Summer's Day is the title of a painting by the German-Russian painter Alexej Jawlensky , which he painted in 1907. In 1962 it was acquired by the then museum director Clemens Weiler for the Wiesbaden Museum . It bears the inventory number M 802.

Technology and image carriers

The landscape painting "Summer's Day" is an oil painting on cardboard in a wide format, 45 × 53.7 cm. It is signed lower right in the picture 'A. Jawlensky ”and dated“ 07 ”. On the back various inscriptions, u. a. with blue pencil "summer day". The picture is listed in the 1991 “Catalog Raisonné” of the Jawlensky Archive, 1997 in the Jawlensky inventory catalog of the Wiesbaden Museum, and in 2014 in the 2014 exhibition catalog “Horizont Jawlensky”.

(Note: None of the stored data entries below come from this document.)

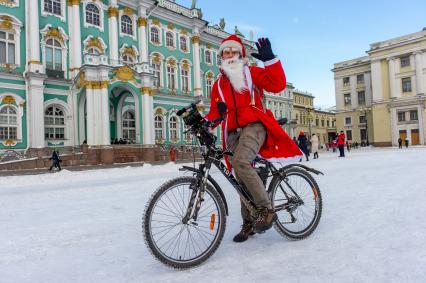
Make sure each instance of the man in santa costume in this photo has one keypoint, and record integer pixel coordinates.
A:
(249, 128)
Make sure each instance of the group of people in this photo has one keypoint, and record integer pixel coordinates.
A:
(307, 146)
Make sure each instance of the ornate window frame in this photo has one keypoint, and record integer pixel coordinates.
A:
(133, 18)
(59, 35)
(11, 24)
(45, 14)
(102, 8)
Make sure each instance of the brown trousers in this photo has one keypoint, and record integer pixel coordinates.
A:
(245, 145)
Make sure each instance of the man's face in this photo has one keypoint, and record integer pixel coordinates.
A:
(229, 53)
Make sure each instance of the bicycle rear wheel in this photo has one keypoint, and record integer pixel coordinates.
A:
(177, 244)
(298, 202)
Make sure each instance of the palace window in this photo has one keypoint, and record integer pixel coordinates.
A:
(127, 59)
(93, 15)
(155, 36)
(183, 43)
(53, 55)
(54, 123)
(7, 47)
(171, 77)
(208, 56)
(401, 116)
(170, 40)
(406, 84)
(129, 125)
(173, 129)
(348, 120)
(157, 73)
(346, 81)
(361, 97)
(209, 87)
(53, 6)
(126, 25)
(347, 98)
(159, 128)
(413, 115)
(405, 61)
(8, 123)
(185, 79)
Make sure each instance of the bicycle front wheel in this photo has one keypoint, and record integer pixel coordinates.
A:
(173, 242)
(298, 203)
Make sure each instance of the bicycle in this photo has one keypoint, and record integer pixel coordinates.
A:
(185, 219)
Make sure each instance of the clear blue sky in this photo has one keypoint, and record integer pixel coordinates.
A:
(310, 36)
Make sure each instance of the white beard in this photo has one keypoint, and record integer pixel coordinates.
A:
(234, 70)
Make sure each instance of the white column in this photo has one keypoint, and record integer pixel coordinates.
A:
(392, 86)
(376, 80)
(148, 116)
(197, 76)
(419, 72)
(113, 32)
(33, 38)
(75, 37)
(142, 35)
(35, 108)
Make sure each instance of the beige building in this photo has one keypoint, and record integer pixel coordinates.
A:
(381, 97)
(310, 120)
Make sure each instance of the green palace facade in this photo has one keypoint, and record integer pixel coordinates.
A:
(74, 72)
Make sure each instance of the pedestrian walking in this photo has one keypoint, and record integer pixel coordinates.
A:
(341, 144)
(314, 145)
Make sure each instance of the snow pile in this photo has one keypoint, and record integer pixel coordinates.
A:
(85, 227)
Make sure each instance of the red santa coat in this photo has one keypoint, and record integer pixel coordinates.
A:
(246, 107)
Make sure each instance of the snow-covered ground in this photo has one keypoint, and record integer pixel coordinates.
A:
(86, 227)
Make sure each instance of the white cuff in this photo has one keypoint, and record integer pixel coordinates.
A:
(271, 62)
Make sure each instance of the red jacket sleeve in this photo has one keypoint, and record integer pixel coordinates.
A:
(271, 78)
(213, 112)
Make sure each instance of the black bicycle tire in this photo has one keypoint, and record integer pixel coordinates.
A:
(311, 228)
(146, 225)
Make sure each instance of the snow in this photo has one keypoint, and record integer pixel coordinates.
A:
(86, 227)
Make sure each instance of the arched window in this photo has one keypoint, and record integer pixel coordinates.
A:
(129, 126)
(184, 72)
(183, 43)
(8, 123)
(174, 129)
(170, 40)
(159, 128)
(53, 55)
(54, 123)
(209, 86)
(171, 77)
(126, 25)
(7, 47)
(127, 59)
(208, 56)
(92, 15)
(155, 36)
(94, 51)
(53, 6)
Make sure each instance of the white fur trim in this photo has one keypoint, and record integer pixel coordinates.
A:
(271, 62)
(231, 43)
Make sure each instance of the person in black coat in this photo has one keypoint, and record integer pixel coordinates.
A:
(55, 160)
(303, 145)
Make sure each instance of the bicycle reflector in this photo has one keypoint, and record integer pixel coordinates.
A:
(212, 220)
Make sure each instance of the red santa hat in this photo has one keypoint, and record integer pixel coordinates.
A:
(235, 42)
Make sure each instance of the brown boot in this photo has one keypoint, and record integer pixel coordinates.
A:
(264, 220)
(246, 231)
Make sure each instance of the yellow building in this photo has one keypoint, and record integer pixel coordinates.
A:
(381, 97)
(310, 120)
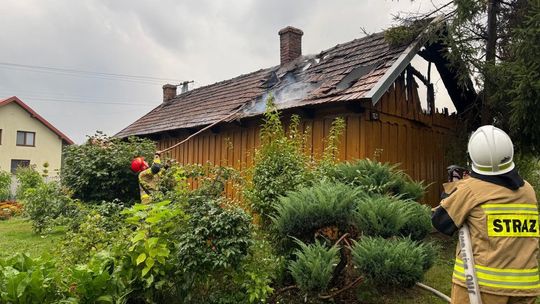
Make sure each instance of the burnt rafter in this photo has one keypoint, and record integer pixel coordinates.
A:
(463, 95)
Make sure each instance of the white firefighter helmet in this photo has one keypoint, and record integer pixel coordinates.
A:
(491, 151)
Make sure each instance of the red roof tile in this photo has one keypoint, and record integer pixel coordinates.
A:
(307, 80)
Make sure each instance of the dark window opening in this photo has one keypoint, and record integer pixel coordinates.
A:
(16, 163)
(26, 138)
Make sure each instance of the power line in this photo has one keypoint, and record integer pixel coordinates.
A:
(83, 73)
(38, 99)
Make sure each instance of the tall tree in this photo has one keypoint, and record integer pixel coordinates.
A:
(496, 42)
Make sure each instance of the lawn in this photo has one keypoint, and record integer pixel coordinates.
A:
(16, 236)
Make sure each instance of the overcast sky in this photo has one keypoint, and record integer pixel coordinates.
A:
(205, 41)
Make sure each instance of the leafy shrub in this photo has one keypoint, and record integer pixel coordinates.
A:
(100, 169)
(392, 262)
(387, 216)
(418, 223)
(25, 280)
(250, 282)
(97, 282)
(377, 178)
(28, 178)
(10, 209)
(98, 228)
(148, 264)
(314, 266)
(5, 183)
(44, 204)
(259, 269)
(302, 212)
(280, 165)
(215, 238)
(380, 216)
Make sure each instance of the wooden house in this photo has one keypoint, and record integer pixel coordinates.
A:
(368, 81)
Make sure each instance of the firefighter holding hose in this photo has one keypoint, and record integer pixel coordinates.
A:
(148, 176)
(500, 211)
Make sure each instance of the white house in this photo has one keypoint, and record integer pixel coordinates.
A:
(26, 138)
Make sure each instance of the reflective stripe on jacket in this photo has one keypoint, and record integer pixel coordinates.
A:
(504, 230)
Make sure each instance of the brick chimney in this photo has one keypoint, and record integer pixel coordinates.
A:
(169, 92)
(290, 39)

Identification of the painting

It was the art historian Gottlieb Leinz who discovered in 1979 that Jawlensky found the motif for his painting in 1907 near Wasserburg am Inn , in the Burgstall district . In the picture you can see the hill of the Dreikreuzberg at the top left . “On the hilltop of the Dreikreuzberg immediately opposite, a mighty, spherical oak rises; to the right are a few houses on the ridge. […] However, the artist did not see the rising trees and meadows from the southeast, as in the comparison photo, but from the west. Here the high garden allows such a good overview. Jawlensky left out the church of St. Achatz on the right . [...] The virtuoso application of the color patches corresponds to an increase in space and abundance of light. "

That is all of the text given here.